Respons Eropa dan Upaya Perlindungan Budaya

Uni Eropa (UE) dihadapkan pada pergeseran geopolitik dan kultural ini. Namun, respons strategis UE cenderung terpusat pada kerangka pertahanan dan keamanan tradisional, terangkum dalam Kebijakan Keamanan dan Pertahanan Bersama (CSDP), sebagai respons terhadap ancaman militer Asia seperti Korea Utara dan kebangkitan Tiongkok.

Terdapat kesenjangan antara pengakuan komersial K-Beauty di forum industri Eropa  dan respons strategis yang lebih luas di tingkat pemerintah.

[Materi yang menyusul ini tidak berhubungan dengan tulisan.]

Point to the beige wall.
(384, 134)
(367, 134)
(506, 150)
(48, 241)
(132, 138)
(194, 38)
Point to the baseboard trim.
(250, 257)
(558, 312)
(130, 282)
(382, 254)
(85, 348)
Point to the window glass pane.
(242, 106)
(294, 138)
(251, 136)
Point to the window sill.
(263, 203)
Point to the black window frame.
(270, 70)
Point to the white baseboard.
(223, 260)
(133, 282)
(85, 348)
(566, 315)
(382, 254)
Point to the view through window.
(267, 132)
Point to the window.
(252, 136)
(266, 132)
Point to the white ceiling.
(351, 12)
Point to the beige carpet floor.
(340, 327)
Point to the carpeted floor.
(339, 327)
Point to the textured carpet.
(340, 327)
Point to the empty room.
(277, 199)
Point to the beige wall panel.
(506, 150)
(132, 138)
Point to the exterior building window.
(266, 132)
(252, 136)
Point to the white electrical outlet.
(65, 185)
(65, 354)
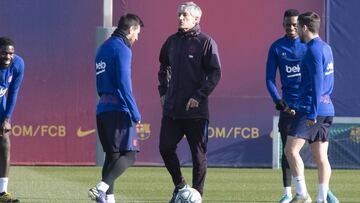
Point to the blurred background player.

Eropa belum sepenuhnya merumuskan strategi gabungan yang efektif untuk melindungi dan meregenerasi daya tarik kultural mereka sendiri di hadapan invasi budaya yang dimotori oleh pasar.

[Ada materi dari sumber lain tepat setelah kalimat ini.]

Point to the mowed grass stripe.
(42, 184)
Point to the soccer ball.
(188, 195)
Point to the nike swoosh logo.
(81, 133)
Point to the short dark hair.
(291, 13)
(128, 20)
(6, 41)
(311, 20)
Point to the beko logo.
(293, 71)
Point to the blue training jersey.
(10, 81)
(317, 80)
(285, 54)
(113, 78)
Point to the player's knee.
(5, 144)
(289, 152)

Soft power Asia menuntut respons struktural dari Eropa, bukan hanya penyesuaian produk. Eropa harus mengatasi cultural lag (keterlambatan budaya) dalam mengadaptasi diplomasi digital dan merespons tuntutan konsumen Gen Z yang didikte oleh idola Asia. Apabila Uni Eropa fokus pada containment militer/politik terhadap Tiongkok  tetapi mengabaikan containment kultural, maka basis hegemoni moral dan intelektual mereka akan terus terkikis oleh K-Pop/C-Beauty. Diplomasi budaya (pertukaran ide, informasi, seni, dan aspek kebudayaan lainnya untuk memelihara sikap saling pengertian) harus menjadi prioritas strategis setara dengan keamanan, terutama melalui penggunaan diplomasi digital untuk keterlibatan khalayak secara real time.

Kesimpulan

K-Pop dan C-Beauty telah berhasil menggeser hegemoni Eurosentris dengan mengekspor tidak hanya produk tetapi juga filosofi dan standar estetika. Kesuksesan Korea didorong oleh strategi Smart Power yang terdesentralisasi dan autentik, menciptakan interdependensi kultural melalui ekosistem Hallyu. Sementara itu, Tiongkok menantang dominasi Barat melalui kekuatan pasar domestik yang didorong oleh nasionalisme (Guochao) dan investasi besar-besaran dalam inovasi teknologi (AI dan bioteknologi), yang terbukti mampu menggantikan merek-merek Eropa bahkan di sektor industri berat seperti otomotif.

Pergeseran ini ditandai dengan adopsi standar estetika Asia di Eropa, yang merupakan indikasi hilangnya persetujuan (consent) terhadap norma-norma Eurosentris. Struktur kekuatan kultural global kini semakin terdistribusi secara multipolar. Barat dipaksa untuk beradaptasi, berinvestasi ulang dalam soft power, dan menerima kenyataan bahwa pusat inovasi budaya dan komersial telah bergeser ke Asia Timur.

Untuk memelihara kepentingan dan daya tarik global dalam era multipolar ini, entitas Eropa harus:

  1. Mengintegrasikan Soft Power ke dalam Kebijakan Strategis: Mengangkat diplomasi budaya dan digital menjadi prioritas strategis setara dengan keamanan dan perdagangan.
  2. Memanfaatkan Diplomasi Digital: Mengadopsi metode keterlibatan real-time dan saluran media sosial untuk melawan erosi hegemoni kultural dan membangun kembali mutual understanding dengan generasi muda global.
  3. Investasi pada Inovasi Budaya yang Autentik: Mengembangkan produk budaya dan narasi yang dapat bersaing dengan fluiditas Hallyu, alih-alih hanya meniru standar yang sudah ditetapkan oleh Asia. Ini penting untuk meregenerasi hegemoni moral dan intelektual yang menjadi dasar kepemimpinan global.